American mathematician

Ranjan Roy (1948 – 2020) was an Indian-born American mathematician. He spent most of his career as a professor at Beloit College.

==Education==

Roy received a BS degree from the Indian Institute of Technology Kharagpur, an MS in mathematics from the Indian Institute of Technology Kanpur, and a PhD at Stony Brook University.

==Career==

After receiving his PhD, Roy taught at the University of Kentucky for a short time, then returned to India where he took posts at the Indian Institute of Technology Delhi and Himachal Pradesh University, and received a fellowship at the Indian Institute of Advanced Study. After spending two years at the institute, he joined the Mathematics Institute at Punjab University as a Reader. He returned to the U.S. at SUNY Plattsburgh.

In 1982, Roy joined Beloit College, spending the rest of his career there. He became the Ralph C. Huffer Professor of Mathematics and Astronomy, and at the time of his death, he was the chair of the Mathematics and Computer Science Department.

==Publications==

Roy published many papers on differential equations, fluid mechanics, special functions, Fuchsian groups, and the history of mathematics. He authored three advanced mathematics books:
Sources in the Development of Mathematics (2011), Elliptic and Modular Functions from Gauss to Dedekind to Hecke (2017) and the posthumously published Series and Products in the Development of Mathematics (2021) all published by Cambridge University Press.

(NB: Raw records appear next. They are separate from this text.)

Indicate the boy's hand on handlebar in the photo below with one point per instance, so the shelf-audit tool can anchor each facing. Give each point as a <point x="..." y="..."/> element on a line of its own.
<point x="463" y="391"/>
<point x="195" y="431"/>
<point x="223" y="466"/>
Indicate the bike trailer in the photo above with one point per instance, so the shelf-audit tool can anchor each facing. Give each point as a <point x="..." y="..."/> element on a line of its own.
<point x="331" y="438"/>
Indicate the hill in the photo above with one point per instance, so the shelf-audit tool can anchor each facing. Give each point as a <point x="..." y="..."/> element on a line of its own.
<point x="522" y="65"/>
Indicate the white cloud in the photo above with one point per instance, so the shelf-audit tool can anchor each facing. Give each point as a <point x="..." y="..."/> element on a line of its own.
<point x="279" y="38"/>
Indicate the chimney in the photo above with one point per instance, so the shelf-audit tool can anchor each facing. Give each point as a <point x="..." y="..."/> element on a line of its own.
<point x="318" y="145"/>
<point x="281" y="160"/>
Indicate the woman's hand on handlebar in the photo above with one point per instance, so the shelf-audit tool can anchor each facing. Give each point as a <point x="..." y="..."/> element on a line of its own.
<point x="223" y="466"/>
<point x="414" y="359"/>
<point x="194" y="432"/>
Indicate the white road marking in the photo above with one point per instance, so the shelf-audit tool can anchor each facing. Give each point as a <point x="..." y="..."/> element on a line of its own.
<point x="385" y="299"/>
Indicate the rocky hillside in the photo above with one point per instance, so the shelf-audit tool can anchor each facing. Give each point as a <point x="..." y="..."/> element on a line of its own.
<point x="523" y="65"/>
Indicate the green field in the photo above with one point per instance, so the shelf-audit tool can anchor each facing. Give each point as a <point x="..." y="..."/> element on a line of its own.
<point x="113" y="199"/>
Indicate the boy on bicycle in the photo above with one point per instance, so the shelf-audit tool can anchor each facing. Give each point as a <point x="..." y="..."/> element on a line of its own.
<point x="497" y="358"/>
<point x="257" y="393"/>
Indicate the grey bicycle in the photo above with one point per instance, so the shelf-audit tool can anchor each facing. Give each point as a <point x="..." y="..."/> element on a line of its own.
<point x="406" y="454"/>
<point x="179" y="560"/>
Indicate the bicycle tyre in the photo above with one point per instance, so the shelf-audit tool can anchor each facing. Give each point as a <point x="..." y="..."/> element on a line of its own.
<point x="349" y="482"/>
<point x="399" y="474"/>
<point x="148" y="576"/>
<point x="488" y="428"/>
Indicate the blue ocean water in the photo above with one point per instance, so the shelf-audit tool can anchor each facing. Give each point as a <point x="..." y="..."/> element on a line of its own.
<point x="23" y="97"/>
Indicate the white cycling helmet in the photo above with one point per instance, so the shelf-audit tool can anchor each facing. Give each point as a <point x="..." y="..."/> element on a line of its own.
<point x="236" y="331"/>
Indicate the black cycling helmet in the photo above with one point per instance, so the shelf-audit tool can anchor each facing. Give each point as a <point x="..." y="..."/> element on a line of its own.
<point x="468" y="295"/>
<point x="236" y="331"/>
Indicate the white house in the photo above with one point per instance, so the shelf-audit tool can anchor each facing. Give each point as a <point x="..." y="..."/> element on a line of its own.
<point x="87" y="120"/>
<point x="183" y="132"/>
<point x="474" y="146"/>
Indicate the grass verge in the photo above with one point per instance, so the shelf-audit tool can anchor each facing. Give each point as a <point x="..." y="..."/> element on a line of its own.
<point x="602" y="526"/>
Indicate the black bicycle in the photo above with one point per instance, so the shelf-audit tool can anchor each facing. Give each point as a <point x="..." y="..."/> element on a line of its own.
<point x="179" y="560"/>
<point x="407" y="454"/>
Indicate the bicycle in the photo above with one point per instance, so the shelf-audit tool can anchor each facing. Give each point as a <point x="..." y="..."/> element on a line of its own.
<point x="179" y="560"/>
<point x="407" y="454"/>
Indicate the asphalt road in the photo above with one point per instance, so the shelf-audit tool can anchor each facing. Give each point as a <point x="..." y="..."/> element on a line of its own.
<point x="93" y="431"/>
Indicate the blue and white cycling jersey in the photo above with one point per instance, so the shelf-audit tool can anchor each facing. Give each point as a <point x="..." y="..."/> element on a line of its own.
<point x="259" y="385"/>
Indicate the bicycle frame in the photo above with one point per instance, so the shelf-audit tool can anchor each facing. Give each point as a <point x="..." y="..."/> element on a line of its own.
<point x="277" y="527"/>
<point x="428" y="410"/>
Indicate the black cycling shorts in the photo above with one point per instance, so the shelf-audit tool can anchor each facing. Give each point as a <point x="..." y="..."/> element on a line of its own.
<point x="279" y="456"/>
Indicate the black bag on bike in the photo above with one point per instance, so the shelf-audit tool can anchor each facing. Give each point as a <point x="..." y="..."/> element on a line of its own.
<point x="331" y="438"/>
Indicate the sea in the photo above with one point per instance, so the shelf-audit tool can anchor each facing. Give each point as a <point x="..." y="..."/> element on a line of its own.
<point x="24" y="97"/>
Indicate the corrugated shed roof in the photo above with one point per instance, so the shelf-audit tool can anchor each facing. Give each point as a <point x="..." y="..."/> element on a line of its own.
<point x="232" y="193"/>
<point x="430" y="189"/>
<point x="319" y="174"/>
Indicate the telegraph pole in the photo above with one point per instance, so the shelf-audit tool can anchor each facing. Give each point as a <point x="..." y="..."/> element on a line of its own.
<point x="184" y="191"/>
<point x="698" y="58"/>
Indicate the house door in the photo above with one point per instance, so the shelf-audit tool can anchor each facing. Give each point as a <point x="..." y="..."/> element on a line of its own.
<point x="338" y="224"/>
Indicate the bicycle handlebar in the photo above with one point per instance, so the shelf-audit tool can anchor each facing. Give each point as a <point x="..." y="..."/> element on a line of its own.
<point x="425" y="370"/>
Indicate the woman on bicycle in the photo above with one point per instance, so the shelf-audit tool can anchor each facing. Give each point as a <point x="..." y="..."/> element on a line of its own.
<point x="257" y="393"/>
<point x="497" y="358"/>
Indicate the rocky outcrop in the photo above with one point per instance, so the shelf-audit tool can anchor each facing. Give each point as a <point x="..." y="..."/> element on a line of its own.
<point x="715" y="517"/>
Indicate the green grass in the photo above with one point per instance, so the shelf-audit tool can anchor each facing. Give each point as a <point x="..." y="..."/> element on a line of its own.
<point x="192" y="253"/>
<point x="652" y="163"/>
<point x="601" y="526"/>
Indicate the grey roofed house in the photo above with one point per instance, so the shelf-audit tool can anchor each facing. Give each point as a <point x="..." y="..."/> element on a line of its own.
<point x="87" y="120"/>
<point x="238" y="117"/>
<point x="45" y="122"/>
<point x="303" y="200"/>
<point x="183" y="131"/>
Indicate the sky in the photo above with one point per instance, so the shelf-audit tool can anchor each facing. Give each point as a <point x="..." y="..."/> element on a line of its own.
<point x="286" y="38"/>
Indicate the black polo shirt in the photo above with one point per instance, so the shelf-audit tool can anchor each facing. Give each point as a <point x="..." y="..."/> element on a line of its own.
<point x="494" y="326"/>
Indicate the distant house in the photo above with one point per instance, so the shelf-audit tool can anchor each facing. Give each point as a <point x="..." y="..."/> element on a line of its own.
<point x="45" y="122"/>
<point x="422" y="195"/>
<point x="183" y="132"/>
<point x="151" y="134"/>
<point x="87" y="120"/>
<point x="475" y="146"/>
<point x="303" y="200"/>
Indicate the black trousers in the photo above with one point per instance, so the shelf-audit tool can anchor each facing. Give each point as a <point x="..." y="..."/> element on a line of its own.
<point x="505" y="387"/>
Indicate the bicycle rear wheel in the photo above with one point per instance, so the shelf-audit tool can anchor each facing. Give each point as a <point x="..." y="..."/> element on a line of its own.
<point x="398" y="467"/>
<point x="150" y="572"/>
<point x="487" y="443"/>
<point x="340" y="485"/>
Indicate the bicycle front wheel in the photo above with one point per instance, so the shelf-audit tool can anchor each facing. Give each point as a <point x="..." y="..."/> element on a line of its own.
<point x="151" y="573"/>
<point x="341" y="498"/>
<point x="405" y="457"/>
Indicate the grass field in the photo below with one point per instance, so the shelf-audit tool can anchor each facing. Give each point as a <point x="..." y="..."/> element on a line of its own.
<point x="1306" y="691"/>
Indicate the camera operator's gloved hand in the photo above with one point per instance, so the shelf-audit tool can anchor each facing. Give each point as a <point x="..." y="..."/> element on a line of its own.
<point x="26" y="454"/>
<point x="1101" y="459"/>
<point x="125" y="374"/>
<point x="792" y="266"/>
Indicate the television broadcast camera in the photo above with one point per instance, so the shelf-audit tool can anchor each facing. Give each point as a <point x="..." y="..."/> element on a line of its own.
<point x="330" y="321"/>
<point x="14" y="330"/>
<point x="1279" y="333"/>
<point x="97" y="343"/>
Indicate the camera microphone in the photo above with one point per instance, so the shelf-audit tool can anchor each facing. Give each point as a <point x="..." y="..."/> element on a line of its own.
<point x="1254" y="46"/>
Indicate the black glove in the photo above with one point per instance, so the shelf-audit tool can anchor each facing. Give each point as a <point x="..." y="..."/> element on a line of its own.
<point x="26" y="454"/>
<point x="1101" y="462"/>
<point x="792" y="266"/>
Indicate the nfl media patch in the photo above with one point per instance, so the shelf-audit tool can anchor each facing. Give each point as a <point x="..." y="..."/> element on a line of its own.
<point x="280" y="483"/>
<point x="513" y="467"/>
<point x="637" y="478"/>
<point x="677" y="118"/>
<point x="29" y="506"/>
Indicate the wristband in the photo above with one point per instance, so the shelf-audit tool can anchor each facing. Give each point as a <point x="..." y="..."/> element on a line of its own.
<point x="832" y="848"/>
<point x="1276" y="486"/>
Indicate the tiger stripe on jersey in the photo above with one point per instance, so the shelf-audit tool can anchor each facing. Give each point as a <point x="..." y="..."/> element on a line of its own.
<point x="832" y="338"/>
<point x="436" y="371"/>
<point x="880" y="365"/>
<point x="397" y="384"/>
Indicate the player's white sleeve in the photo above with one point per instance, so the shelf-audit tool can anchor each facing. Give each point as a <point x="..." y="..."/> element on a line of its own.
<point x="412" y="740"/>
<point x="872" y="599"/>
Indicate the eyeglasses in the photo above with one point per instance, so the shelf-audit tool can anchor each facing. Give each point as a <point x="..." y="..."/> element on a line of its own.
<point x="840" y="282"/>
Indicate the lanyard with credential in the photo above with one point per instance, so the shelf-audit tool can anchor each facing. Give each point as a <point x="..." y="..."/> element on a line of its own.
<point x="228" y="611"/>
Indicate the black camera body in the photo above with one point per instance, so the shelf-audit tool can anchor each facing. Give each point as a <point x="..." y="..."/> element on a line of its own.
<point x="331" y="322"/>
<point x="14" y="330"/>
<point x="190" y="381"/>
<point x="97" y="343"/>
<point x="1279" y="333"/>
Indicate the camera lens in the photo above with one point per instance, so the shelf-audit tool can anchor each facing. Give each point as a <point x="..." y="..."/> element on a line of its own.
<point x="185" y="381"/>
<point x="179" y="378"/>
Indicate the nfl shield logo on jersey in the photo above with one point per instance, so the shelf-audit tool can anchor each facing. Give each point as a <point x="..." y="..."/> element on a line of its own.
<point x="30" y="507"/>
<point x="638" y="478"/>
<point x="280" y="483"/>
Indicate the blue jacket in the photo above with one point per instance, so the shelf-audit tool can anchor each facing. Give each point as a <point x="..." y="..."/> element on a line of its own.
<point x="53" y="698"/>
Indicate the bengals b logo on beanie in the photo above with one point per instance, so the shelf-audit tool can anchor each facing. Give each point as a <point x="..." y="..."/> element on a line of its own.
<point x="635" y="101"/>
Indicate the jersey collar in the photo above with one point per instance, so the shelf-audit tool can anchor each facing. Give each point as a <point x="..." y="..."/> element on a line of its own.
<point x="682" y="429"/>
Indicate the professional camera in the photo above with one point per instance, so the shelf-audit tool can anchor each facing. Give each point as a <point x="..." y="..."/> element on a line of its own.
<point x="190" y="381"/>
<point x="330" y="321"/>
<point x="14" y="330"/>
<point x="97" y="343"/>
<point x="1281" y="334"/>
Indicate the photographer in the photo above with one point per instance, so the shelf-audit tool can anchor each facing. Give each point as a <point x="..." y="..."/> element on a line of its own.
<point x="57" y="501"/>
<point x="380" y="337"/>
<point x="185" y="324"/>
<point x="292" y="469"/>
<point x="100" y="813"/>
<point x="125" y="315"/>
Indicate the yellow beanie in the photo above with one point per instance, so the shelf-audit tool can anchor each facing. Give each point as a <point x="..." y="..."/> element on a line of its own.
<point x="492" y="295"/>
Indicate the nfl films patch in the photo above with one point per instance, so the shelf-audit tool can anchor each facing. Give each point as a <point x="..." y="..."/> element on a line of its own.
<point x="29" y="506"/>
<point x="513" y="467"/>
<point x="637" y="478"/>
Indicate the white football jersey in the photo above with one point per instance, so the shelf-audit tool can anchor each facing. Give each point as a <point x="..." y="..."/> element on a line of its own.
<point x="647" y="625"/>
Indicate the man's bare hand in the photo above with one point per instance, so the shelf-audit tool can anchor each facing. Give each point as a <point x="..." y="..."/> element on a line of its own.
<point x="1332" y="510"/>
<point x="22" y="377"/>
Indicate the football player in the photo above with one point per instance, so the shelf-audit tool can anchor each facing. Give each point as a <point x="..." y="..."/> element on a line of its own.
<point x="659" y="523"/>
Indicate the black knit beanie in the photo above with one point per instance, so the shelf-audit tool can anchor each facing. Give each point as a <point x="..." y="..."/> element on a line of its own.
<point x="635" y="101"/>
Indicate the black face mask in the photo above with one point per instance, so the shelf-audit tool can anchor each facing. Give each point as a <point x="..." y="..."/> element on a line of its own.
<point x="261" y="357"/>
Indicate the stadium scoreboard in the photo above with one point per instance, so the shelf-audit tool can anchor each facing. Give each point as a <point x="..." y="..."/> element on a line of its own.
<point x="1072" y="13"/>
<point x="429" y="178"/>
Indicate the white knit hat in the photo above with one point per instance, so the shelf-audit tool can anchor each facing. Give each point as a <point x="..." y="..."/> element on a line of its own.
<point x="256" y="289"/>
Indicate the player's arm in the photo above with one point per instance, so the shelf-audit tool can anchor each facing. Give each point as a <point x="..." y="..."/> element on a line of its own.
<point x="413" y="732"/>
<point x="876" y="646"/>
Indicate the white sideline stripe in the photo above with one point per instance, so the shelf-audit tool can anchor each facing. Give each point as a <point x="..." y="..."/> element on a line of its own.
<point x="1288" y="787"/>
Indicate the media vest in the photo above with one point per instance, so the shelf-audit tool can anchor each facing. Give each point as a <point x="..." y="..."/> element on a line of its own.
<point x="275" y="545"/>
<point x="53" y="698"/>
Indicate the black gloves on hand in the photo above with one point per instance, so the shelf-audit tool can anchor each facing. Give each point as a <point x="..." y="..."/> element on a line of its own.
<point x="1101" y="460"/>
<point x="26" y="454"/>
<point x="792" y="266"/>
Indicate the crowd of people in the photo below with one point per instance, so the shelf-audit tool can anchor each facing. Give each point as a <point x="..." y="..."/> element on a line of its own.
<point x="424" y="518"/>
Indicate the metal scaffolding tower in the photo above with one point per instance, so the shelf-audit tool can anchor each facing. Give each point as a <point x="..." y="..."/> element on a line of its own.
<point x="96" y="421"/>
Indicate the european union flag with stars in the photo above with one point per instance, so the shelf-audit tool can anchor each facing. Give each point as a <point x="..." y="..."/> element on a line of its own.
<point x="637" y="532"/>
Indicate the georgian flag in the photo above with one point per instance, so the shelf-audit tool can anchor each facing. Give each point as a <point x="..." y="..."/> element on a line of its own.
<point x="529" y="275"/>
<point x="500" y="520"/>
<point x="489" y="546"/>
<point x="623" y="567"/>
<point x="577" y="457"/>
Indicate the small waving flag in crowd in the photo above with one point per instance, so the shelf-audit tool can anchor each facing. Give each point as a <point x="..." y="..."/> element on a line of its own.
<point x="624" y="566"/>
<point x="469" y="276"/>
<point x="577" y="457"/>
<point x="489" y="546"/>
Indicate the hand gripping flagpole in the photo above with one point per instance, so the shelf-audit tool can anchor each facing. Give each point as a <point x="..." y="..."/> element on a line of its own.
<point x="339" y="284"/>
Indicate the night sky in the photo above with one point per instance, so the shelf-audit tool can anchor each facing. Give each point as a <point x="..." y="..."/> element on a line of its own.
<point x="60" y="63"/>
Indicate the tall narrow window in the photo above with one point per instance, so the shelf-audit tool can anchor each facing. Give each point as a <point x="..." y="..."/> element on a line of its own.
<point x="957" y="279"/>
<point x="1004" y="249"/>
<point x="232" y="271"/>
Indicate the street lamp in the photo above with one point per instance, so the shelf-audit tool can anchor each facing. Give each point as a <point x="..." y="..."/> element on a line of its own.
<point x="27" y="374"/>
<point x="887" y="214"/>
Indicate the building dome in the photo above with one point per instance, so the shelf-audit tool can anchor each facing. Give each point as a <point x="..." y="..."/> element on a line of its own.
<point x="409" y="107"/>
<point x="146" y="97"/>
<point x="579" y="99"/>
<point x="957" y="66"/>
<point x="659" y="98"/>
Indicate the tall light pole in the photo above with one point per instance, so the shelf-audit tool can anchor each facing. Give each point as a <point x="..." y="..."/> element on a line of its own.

He is a coauthor of the book Special Functions (with G. E. Andrews and R. Askey), published by Cambridge University Press in 1999.

==Awards==

Roy earned several recognitions for distinguished mathematics teaching, including the following:

- In 2003, Roy was one of three professors to receive the Deborah and Franklin Haimo Award for Distinguished College or University Teaching of Mathematics.
- The MAA Carl B. Allendoerfer Award
- The MAA Wisconsin Section teaching award
- Teacher of the Year honors from Beloit College in 1986 & 2000.